Stakeholder participants at the meeting could not comment in any detail on the Land Rights Management Board as the Green Paper does not spell out the functions and range of powers such a board will have. The meeting co-ordinators were also unclear as to whether the Land Rights Management Board was already a fait accompli, or whether stakeholder submissions, questioning the existence of such a board, would be taken into account. In the absence of clarity about how these issues will be dealt with, speculation runs rife about the Draft Land Tenure Security Bill having been quietly dropped because it is too politically charged.

In this regard, Chair Vela Mngwengwe pointed out:

"The honest truth is no work is being done to take the Land Tenure Security Bill forward. There is a clear intention to take the process forward in the Green Paper. So what ends up in the Green paper will inform the Bill."

This suggests that the current Draft Land Tenure Security Bill has been set aside or derailed from its journey through parliament until the policy on land reform has been concluded.

Irrespective of where this process is now or what form the process will take — Minister Nkwinti will present amendments to the Green Paper to Cabinet as soon as May 2012. Whether or not discussions from the working group will feed into this ministerial draft to be presented in May — neither the meeting organisers, nor the participants can answer!

How can the Department and NAREG rescue the land reform programme?

It is gravely concerning that the Department continues the practice of non-debated policy shifts, repeatedly fails to present coherent positions in public and parliament, and fails to use its opportunities to thoroughly assess and debate all aspects of land reform or solicit fresh perspectives in an inclusive platform that will allow efficient policy dialogues.

We have 17 years of very little land reform behind us. A well-designed public engagement to help design and deliver effective land policy is desperately needed to turn the tide on land reform. If this policy process is to go forward in a constructive way the Department of Land Reform and Rural Development must clarify and aim to reach common agreement between all stakeholders on:

  • Are the working groups are ad-hoc structures?
  • What are the terms of reference?
  • Who should be part of the working group?
  • What is the purpose of the meetings?
  • What do we discuss in the absence of the public recommendations on the Green Paper?
  • What outcomes do we expect?
  • What are the timeframes for expected outcomes?

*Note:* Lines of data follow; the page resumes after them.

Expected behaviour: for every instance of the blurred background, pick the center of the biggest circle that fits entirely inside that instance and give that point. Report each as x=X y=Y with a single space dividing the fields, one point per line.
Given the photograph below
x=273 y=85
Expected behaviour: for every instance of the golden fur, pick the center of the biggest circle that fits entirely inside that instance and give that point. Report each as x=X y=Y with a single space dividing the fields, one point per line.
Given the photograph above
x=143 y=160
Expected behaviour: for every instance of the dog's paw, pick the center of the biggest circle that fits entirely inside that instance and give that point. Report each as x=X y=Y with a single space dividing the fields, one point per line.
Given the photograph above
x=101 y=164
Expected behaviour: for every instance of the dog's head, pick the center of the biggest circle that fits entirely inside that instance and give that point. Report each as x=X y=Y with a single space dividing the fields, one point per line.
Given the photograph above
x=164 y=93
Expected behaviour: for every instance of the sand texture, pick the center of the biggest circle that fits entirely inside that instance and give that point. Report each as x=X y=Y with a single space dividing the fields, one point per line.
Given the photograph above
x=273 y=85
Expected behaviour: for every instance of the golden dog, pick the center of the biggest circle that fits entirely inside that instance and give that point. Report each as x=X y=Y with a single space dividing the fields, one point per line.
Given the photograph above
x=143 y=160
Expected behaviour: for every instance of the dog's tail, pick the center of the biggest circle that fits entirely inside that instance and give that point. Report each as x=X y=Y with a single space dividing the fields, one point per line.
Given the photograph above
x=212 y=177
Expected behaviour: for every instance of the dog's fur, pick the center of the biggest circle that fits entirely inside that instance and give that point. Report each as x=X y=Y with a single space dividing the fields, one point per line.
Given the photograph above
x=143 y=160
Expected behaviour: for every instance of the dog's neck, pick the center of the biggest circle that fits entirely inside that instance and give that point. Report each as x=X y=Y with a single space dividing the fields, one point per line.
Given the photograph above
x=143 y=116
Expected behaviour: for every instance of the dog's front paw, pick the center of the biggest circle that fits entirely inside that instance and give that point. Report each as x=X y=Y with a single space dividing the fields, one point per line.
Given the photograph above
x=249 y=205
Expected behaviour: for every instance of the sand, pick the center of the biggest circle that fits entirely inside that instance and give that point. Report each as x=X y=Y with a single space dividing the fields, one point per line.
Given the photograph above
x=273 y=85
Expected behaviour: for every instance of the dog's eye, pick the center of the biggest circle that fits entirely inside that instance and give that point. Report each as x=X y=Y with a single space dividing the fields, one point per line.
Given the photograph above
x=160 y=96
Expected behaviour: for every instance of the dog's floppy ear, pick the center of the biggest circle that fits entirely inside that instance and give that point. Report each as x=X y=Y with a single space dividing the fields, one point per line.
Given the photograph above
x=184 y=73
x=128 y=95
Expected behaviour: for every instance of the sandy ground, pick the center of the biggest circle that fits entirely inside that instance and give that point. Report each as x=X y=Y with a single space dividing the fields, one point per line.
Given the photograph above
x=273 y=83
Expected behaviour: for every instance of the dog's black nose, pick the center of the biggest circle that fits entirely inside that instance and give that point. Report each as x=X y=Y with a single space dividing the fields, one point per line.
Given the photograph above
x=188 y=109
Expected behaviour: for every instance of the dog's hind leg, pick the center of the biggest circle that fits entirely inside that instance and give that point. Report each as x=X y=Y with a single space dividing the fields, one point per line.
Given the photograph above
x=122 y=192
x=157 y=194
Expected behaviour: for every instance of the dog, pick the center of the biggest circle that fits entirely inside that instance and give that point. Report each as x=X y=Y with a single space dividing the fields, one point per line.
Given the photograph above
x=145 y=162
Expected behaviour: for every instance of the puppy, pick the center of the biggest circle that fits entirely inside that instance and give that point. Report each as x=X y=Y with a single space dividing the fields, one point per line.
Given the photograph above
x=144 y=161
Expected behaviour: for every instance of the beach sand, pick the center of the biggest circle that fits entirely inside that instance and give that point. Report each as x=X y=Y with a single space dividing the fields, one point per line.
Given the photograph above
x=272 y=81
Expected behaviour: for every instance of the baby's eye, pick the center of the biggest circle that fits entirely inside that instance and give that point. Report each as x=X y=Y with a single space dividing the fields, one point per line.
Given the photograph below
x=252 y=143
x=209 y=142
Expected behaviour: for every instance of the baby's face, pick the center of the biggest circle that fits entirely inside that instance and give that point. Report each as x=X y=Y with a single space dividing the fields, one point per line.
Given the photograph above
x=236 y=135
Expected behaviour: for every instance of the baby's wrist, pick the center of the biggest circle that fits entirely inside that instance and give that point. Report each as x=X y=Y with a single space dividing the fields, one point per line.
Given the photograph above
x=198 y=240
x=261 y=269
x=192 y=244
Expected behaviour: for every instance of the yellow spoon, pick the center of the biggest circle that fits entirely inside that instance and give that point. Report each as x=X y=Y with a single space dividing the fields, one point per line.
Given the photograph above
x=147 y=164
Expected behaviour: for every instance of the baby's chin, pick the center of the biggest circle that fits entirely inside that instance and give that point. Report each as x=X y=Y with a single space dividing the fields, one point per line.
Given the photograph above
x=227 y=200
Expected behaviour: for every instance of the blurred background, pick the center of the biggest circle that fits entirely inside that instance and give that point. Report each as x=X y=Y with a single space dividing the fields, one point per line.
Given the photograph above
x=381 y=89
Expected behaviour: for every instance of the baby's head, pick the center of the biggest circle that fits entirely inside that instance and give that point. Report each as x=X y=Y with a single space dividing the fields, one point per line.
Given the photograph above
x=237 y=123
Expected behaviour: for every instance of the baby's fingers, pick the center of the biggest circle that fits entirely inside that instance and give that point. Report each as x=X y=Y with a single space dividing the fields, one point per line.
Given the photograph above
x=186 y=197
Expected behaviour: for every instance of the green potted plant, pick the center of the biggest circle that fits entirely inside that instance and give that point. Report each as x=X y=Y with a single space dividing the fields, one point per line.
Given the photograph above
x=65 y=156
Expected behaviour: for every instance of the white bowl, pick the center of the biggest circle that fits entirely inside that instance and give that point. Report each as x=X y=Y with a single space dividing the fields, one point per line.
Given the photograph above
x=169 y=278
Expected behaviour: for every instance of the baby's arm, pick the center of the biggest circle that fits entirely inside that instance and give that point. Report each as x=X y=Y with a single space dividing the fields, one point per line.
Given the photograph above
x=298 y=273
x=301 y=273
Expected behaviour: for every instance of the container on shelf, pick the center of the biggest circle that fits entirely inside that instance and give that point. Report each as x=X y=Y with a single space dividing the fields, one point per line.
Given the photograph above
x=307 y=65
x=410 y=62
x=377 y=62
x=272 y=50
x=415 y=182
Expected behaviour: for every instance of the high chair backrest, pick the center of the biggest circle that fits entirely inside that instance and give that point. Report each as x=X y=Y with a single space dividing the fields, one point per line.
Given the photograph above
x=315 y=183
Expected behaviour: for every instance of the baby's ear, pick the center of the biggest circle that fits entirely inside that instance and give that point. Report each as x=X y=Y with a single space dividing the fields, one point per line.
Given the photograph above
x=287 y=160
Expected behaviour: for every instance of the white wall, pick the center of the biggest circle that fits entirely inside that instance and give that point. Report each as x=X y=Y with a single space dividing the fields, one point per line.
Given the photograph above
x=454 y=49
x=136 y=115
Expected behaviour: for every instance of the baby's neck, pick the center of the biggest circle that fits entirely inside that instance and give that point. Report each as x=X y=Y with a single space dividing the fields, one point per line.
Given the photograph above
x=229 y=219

While there was no distinct commitment from the working group chair that clarity would be provided, he did agree to provide terms of reference before the next (as yet unscheduled) working group meeting.  Once these matters are clarified, we look forward to actively engaging in the public participation process.

As civil society we cannot afford to take a ‘watch and see’ approach. How will it take land reform forward if both sides are undecided and unresponsive? What new approaches should be explored to influence and shape policy in the absence of clarity about process and policy? Should civil society take the lead in developing and maintaining meaningful engagements? Can or should civil society take on the role of building real networks to develop on-going strategic engagement in national land reform policies in a way that reflects and highlights their key stake in policy development?

The current policy quagmire is very frustrating; a clear agenda and process, is absolutely essential to gaining renewed energy and forward momentum on land reform. Without clarity, Minister Nkwinti’s revised Green Paper to be presented to Cabinet in May will be another lost opportunity. The NAREG process cannot take land reform along a new path without guidance and unless these issues are rapidly resolved, the Department may well be on its way to yet another year of minimal delivery on the land reform programme.

Let’s hope the government does indeed act on Minister Nkwinti’s statement inBusiness Report this weekend that ‘urgent measures be put in place to assist these work streams‘.